I am a stepmother and a stepdaughter.  My parents divorced when I was12.  Dad remarried when I was 18.  Looking back, I feel that my dad treated my stepmother pretty well. He didn't really have to set any standards for their home because he had already done that, along with my mother when my siblings and I were little.  That's where you two differ of course, because my mother wasn't a toxic ex.  She had expectations that we treat our stepmother respectfully just as our dad expected, or else.  But I can tell you that even if my mother was toxic, Dad still would have set the rules and expected us to abide by them. He put my stepmother first, just as he should have.  He loved us, but expected us to know our place.  He wasn't afraid to set boundaries with us or anyone else.  He knew we loved him. He also didn't expect my stepmother to play a mother role to us.  She brought two adult kids from her first marriage, so she may have been somewhat motherly, but no more than an aunt would have done.  My point being, he didn't expect her to do more than she was willing or able to do.  We had/have a mom.  I'm getting the feeling that you are setting this expectation for your fiance and she and your kids are trying to tell you that this isn't going to go well because, they already have a mom.  Don't push,  or your fiance may find herself here in a few years just as miserable as your second ex was.  It could lead to a third failed marriage and yet more kids of divorce.  

PetSpoiler's picture

Thanks. I'm finding that a lot of these problems could be avoided if these Disney dads would drop Disney and just be Dad.  And how much power the BM's have, which is scary.  My own mom used her powers for good, fortunately.  But these dads have more power than they think.  

Merry's picture

I worry my partner is not up for the role I have been trying to create for her

Sounds like your fiancé doesn't see her "role" the same way you do. You're setting everyone up for failure by expecting another adult to take on a role that you have created for her. 

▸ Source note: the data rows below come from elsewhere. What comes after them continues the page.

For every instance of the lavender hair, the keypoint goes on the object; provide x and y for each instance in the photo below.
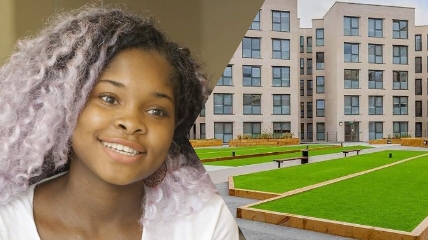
(45, 84)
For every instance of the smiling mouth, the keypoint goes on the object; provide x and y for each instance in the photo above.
(125, 150)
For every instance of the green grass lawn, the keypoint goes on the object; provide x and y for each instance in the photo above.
(393, 198)
(204, 153)
(256, 160)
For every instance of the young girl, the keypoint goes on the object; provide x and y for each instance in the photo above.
(94, 115)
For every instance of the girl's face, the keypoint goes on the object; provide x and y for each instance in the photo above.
(126, 128)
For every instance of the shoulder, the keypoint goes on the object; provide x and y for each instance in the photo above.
(16, 217)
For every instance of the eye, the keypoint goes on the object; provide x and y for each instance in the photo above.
(109, 99)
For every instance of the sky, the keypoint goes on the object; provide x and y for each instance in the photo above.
(313, 9)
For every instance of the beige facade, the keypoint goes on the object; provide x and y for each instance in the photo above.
(361, 83)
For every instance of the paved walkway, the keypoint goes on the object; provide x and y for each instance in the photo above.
(256, 230)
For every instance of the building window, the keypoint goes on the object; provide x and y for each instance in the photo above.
(352, 78)
(375, 53)
(202, 114)
(418, 64)
(226, 78)
(252, 128)
(320, 131)
(202, 134)
(309, 44)
(309, 110)
(319, 34)
(351, 27)
(302, 44)
(375, 130)
(302, 109)
(418, 109)
(375, 79)
(418, 42)
(281, 49)
(279, 128)
(223, 130)
(351, 51)
(280, 21)
(400, 54)
(251, 76)
(400, 80)
(302, 66)
(320, 84)
(352, 105)
(302, 87)
(223, 103)
(418, 87)
(309, 89)
(310, 132)
(399, 29)
(320, 108)
(252, 104)
(400, 105)
(320, 60)
(400, 129)
(251, 47)
(375, 105)
(309, 67)
(255, 25)
(375, 27)
(281, 104)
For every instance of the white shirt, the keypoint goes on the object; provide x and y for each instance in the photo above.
(213, 222)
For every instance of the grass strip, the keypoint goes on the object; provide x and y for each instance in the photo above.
(392, 198)
(204, 153)
(265, 159)
(290, 178)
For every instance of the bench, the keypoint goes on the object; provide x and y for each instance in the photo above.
(279, 161)
(353, 150)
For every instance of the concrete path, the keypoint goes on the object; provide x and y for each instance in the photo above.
(256, 230)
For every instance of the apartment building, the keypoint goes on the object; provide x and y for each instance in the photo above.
(356, 75)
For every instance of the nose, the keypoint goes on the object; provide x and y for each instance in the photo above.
(130, 121)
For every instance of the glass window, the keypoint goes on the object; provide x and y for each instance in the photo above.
(251, 76)
(400, 80)
(375, 130)
(375, 79)
(418, 42)
(320, 108)
(375, 105)
(320, 131)
(399, 29)
(281, 76)
(352, 78)
(375, 27)
(352, 105)
(252, 128)
(223, 130)
(226, 78)
(400, 105)
(251, 47)
(319, 34)
(223, 103)
(281, 49)
(320, 84)
(400, 54)
(351, 26)
(252, 104)
(320, 60)
(280, 21)
(375, 53)
(281, 104)
(255, 25)
(351, 52)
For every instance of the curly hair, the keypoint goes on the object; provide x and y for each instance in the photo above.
(45, 85)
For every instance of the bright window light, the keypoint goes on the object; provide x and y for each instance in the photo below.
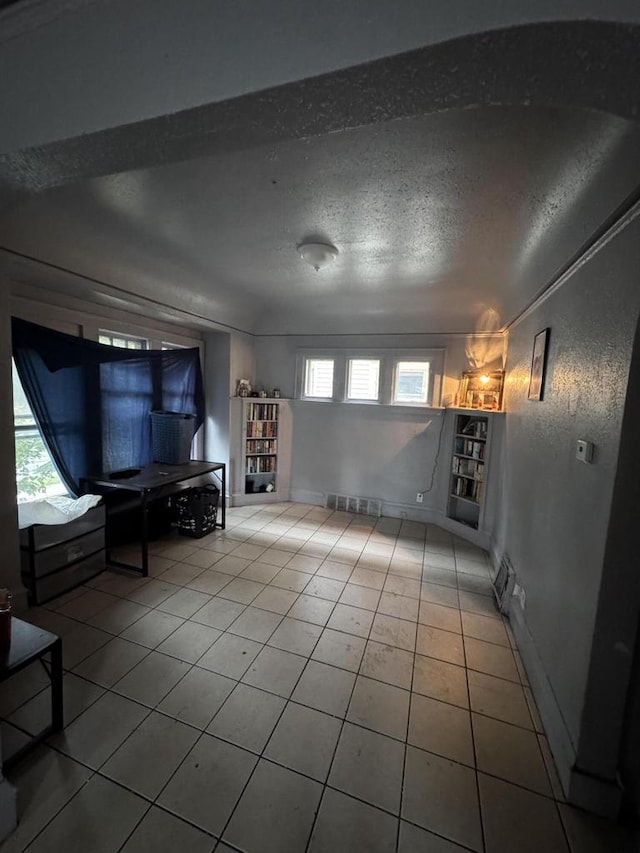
(411, 382)
(116, 339)
(36, 476)
(318, 378)
(364, 379)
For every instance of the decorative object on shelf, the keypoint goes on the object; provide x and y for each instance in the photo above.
(538, 365)
(317, 255)
(481, 389)
(244, 388)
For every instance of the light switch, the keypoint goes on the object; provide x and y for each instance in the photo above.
(584, 451)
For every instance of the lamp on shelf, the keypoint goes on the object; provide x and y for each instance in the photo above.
(317, 255)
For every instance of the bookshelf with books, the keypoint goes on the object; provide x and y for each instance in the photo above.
(469, 466)
(261, 466)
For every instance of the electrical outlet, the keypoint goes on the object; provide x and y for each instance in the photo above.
(519, 593)
(584, 451)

Survivingstephell's picture

Your fiancé is in a relationship with YOU.  First and foremost.  She does not have 4 kids to balance but you do. You have so much to balance and that is yours to figure out, not dump on her with unnatural expectations.  The Brady Bunch does not exist and thinking it does causes so much drama and confusion.   

Kaylee's picture

You're putting a heap of expectations on your fiance.

Slow everything down, right now. You have two failed marriages behind you, and with your attitude you'll be facing a third. 

Maybe you should focus on raising your children to be good respectful citizens. By all means have a relationship but don't try and force this Brady Bunch concept onto your partner (and children).

Rumplestiltskin's picture

You can't expect a childless young woman to fill the role of two bio-moms, and you likely expect her to not only fill the role but do it better. People date and get married to have a relationship, to be a significant other and a spouse, not to take over as parent to children of multiple other people. If she is kind and respectful to your kids, and a good partner to you, count your blessings. You're going to run her off with "mommy" expectations to any children but her own. 

Winterglow's picture

You want to know if it's a red flag because she won't share a tent with two of your kids? Nope, not a red flag and most unrelated adults would refuse too.

Harry's picture

Wants Adult Alone Time with you.  She has one week off. She wants to spend it with you alone.  Not taking care of your kids.  She does that all year.  You had alone time with your ex. Why doesent GF get alone time.